Руби. Я практически уверена, что ты не слышишь мой канал «я», потому что настроен на собственный канал «я». Если бы ты услышал мои мысли, то убежал бы без оглядки. У меня в голове происходит сильнейшее самобичевание, потому что я знаю, что ты Нейролог, а я нет. Я боюсь, что ты поймаешь меня на ограниченности и невежестве. Вот какие у меня мысли, а какие у тебя?

Нейролог. Я беспокоюсь, что говорю недостаточно смешно, и в итоге мои слова прозвучат уныло и скучно, и читатель затоскует.

Руби. Ну а ты, Туптен? У тебя есть самокритичные мысли, даже несмотря на то, что ты Монах в шафрановом одеянии?

Монах. Да, я беспокоюсь, что, если не буду говорить достаточно хорошо, ты бросишь меня ради Далай Ламы.

Руби. Я подумывала об этом, но Далай Лама несвободен, увы. Что с нами такое, друзья? Я все еще хочу понять, почему мы все так склонны к самокритике. Аш, может, у нас есть какой-то вредный дефектный ген?

Нейролог. Если мы употребляем слово «ген» как условное обозначение некой биологической тенденции, с которой мы рождаемся на свет, тогда мой ответ «да». У нашего мозга есть склонность фокусироваться на сигналах об ошибке, фокусироваться на негативном. Возможно, это навык, который развился у нас ради выживания.

Руби.
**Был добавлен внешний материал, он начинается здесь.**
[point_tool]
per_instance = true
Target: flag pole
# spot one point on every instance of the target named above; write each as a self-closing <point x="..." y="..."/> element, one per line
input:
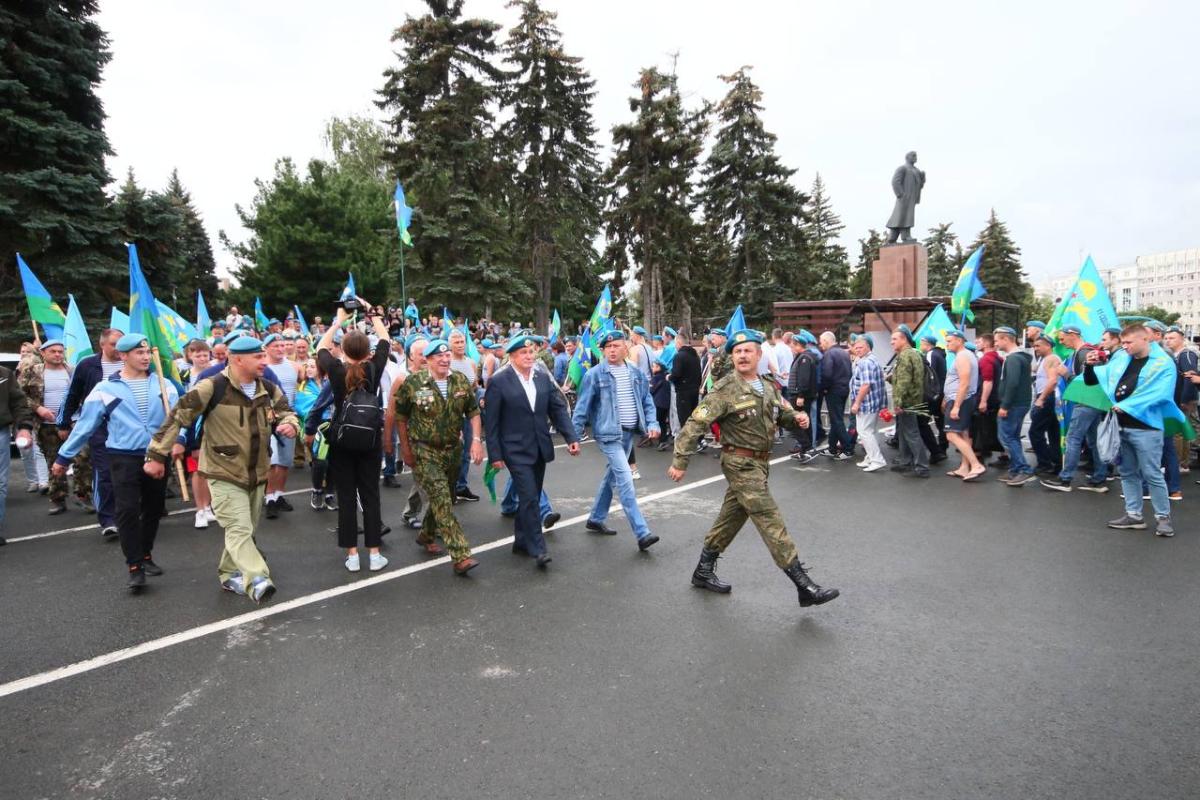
<point x="166" y="409"/>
И где именно этот вредоносный ген?

Нейролог. Он не такой уж вредоносный. Это самокритичные фрагменты мозга, те части, которые занимаются внутренним наблюдением. Это такие участки, как префронтальная кора, передний пояс и перешеек.

Руби. Но зачем нам эти части мозга? Жизнь и без того достаточно трудна!

Нейролог. Потому что эти части активируют сигналы об ошибке, а эти сигналы нужны, чтобы помогать нам. Например, если ты спускаешься по лестнице и тебе кажется, что ты дошла до последней ступени, но твоя нога продолжает опускаться слишком низко. Тут мозг посылает тебе громкий сигнал «ошибка!», чтобы привлечь твое внимание, – и тем самым уберегает тебя от падения. Эти сигналы работают как знак «стоп», позволяя тебе понять, что именно пошло не так, и вовремя изменить свои действия.

Руби. Я могу понять, что в мозгу есть часть, которая посылает сигнал: «Ой, сейчас я упаду», но почему при этом я добавляю: «Какая я неуклюжая?»

Монах. Проблема в том, что, помимо этого сигнала об ошибке, в нас еще есть оценочные суждения и самокритика. Похоже, это особенно распространено в современном обществе. Когда в 1960-е годы тибетские ламы впервые стали приезжать на Запад, они поразились тому, как сильны у западных людей ненависть к себе и чувство вины и как они страдают от этих чувств. В тибетском языке вообще нет слова для понятия «вина». По сути дела, в буддийских культурах детей воспитывают, внушая им, что сознание по природе своей доброе.